Gold prices (XAU/USD) declined to near $4,210 during the early Asian session on Friday, extending losses after the US Federal Reserve (Fed) maintained its benchmark interest rate but indicated that further rate hikes could occur this year [1]. The Federal Open Market Committee (FOMC), under new chair Kevin Warsh, unanimously voted to keep rates between 3.5% and 3.75% in its June policy meeting. This range has been in place since the Fed lowered rates by three-quarters of a percentage point in late 2025 [1]. Warsh emphasized the Fed's commitment to price stability, stating, 'Persistently high prices are a burden for the American people, but the recent past need not be prologue,' and affirmed the committee's unanimous stance on delivering price stability [1].
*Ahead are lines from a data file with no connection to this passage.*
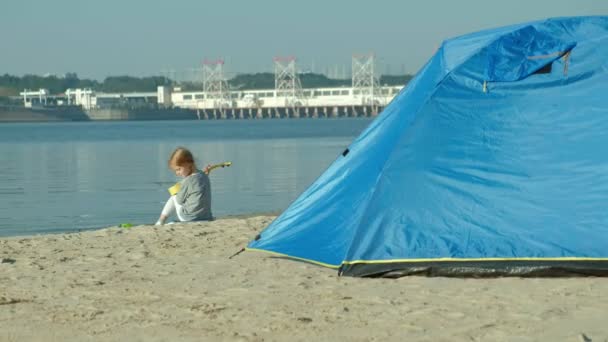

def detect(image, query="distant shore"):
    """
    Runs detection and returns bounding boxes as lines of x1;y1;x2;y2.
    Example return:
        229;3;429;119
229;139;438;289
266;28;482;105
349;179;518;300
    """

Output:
0;215;608;341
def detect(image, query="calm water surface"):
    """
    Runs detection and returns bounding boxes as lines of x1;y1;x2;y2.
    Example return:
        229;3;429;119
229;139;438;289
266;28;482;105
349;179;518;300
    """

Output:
0;119;370;236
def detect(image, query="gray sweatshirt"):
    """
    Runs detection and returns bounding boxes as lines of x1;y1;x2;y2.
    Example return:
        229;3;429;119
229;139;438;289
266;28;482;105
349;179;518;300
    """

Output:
175;171;213;221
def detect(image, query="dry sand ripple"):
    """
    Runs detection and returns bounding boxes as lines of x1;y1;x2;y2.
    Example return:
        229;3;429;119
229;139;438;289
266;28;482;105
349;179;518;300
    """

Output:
0;216;608;341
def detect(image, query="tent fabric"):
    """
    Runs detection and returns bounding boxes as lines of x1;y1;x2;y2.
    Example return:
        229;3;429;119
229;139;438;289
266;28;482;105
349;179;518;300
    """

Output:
248;16;608;276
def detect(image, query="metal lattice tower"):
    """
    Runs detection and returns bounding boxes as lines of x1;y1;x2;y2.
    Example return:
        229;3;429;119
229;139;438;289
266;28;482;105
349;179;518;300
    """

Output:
273;57;305;108
352;53;380;107
203;59;231;114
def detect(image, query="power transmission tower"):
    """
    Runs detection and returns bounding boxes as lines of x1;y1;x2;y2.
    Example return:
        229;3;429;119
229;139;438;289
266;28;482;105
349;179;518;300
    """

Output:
273;57;305;110
203;59;231;117
352;53;381;112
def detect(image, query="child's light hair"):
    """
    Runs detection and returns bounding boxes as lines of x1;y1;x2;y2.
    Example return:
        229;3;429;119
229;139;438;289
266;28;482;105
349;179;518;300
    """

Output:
169;147;196;172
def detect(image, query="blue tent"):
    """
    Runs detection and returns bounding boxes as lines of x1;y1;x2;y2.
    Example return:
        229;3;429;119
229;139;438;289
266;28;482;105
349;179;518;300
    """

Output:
247;17;608;276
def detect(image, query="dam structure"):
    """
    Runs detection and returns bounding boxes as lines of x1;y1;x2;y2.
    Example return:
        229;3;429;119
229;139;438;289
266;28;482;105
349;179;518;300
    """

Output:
10;55;403;120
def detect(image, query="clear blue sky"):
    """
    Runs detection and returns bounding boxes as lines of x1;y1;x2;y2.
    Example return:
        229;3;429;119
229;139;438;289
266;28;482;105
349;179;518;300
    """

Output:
0;0;608;79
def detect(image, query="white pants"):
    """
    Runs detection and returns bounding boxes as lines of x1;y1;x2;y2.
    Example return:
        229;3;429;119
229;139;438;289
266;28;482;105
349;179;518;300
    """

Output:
161;195;185;222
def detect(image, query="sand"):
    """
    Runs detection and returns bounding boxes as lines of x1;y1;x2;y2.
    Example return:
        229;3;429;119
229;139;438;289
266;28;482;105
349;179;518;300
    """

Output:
0;216;608;341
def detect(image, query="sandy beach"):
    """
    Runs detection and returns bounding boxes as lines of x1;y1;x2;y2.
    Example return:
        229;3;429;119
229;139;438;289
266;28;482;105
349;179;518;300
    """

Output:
0;216;608;341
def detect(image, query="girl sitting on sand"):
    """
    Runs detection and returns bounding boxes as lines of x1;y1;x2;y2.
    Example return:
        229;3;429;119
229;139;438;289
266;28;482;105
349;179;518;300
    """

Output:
156;147;213;225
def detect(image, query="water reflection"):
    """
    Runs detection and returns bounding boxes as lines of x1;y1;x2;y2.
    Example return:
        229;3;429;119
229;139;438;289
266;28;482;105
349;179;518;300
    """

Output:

Gold, traditionally seen as a hedge against inflation, tends to lose appeal when interest rates are high because it does not yield interest [1]. The Fed's hawkish tone has therefore weighed on gold prices, offsetting some of the support that might have come from geopolitical developments. On the geopolitical front, an interim US-Iran peace agreement took effect, with Bloomberg reporting that shipping has resumed in the Strait of Hormuz as the US ended its blockade and began negotiations over Tehran’s nuclear program [1]. US President Donald Trump confirmed that 'oil is flowing' after signing a memorandum to extend the ceasefire and initiate negotiations to end the conflict that began with Israel at the end of February [1].
While the US-Iran peace deal could provide some support to gold, the dominant market reaction has been shaped by the Fed’s hawkish stance and the prospect of higher interest rates [1]. No analyst opinions or forward-looking statements beyond the Fed’s guidance and Warsh’s comments were provided in the article.
CONCLUSION
Gold prices have come under pressure, falling toward $4,200 as the Federal Reserve signaled the possibility of further rate hikes despite the supportive backdrop of a US-Iran peace deal. The market is currently more focused on the Fed’s hawkish outlook than on geopolitical developments. Investors are likely to monitor future Fed communications and the progress of US-Iran negotiations for further direction.